The first few weeks after Matthew’s memorial service were brutal. It was impossible to sit at home and not think about what Matthew would be doing right now if he were still alive. I could picture him with his little strut walking around inside our fenced backyard with his baseball cap on. I could remember the way he wore certain clothes, and certain expressions he would get on his face at times.
And then you would hear the birds singing outside – you feel like yelling at them to STOP! Or we would hear our neighbors outside in their yards laughing and enjoying themselves. How could they carry on like that? Didn’t they remember that we had just lost our son? At times it seemed as though the world had just come to an end.
However we had our precious little baby Jeffrey at home who was only 8 months-old, so we needed to maintain whatever composure we could. But thoughts would keep running around in my head, “What is Jeffrey thinking? Does he remember his brother Matthew? Does he wonder where he went?”
However as I wrote in my post The Day When Jesus Became Real, I now had a real faith and trust in Jesus my Savior, and so I fell into His arms often when I just couldn’t cope anymore. It was strange to me how my day could be going so horribly, and then all of a sudden I could feel a kind of peace wash over me – almost like I felt like His arms were wrapping around me. I knew He was there right beside me.
I remember one day in particular when I was upstairs in our bedroom, and I was having a complete meltdown as I lay on the floor. I started crying out to Jesus, “We’ll never be able to take Matthew to Disneyland!”
Then it was like I heard His still small voice saying softly to me, “Do you not think where he is right now is better than Disneyland?”
Oh my – of course it was! Then I saw a vision: I saw Matthew up walking up in the clouds, holding Jesus’ hand. Matthew was looking up and smiling at Jesus’ face, and Jesus was smiling back at him. Matthew was so happy! I was so thankful at that moment that the Lord had taken Matthew home the way He had, with no pain or suffering.

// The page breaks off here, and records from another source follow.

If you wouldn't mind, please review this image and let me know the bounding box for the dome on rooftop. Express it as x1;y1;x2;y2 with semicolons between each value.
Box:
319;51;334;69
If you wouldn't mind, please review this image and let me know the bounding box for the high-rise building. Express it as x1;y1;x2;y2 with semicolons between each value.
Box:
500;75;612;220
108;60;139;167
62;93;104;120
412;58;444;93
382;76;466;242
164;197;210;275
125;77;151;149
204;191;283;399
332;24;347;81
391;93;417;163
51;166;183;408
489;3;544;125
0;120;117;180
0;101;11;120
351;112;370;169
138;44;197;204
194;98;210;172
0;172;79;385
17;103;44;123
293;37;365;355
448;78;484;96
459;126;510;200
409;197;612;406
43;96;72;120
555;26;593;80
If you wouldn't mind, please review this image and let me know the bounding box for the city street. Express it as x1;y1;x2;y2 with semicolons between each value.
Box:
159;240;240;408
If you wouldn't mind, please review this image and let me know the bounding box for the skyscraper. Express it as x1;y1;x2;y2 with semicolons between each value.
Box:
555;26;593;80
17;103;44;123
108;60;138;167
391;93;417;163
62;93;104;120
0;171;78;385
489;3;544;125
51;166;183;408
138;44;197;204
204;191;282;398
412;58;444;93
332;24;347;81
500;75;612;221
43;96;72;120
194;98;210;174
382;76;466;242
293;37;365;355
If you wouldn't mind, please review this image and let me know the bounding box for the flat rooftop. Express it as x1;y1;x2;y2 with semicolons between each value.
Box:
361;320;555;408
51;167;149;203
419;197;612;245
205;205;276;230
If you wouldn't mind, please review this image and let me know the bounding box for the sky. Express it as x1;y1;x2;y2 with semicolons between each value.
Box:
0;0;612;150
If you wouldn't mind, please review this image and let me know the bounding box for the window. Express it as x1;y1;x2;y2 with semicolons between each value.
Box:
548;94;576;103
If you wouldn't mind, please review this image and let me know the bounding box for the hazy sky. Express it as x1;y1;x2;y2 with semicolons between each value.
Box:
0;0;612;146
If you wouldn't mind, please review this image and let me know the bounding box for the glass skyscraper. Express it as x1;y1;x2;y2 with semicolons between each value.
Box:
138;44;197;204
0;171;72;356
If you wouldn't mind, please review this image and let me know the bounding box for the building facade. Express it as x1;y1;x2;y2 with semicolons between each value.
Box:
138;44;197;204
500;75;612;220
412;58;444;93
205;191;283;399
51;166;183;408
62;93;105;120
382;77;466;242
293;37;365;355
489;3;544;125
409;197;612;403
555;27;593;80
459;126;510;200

After taking a couple weeks off of attending church, we knew that we needed to get back into the routine. It would have been very easy to just turn away, but we knew that we needed to be around our friends, and we needed to keep getting fed the words of God.
How hard it was to go back at first! The expressions on our friends’ faces varied: Either we would see them start to tear up, or we would see them quickly look away pretending that they didn’t see us. And quite frankly a lot of the time we were thankful that we didn’t have to acknowledge them because it was just too hard.
During many a sermon, either Gary or myself would suddenly start crying at something that reminded us of Matthew. One time I got so distraught during the sermon that I had to get up and run into the bathroom sobbing – the pain was just too intense.
Yet through our faith in our Lord, we persevered. We knew that the only way to become stronger was to believe and trust our Father.
A few months later both Gary and I were able to give our testimonies. Gary spoke during the church service, and I spoke during our women’s retreat. It was through these times that we began to get a glimpse of how God was going to use us to glorify Him, and to help others through their pain.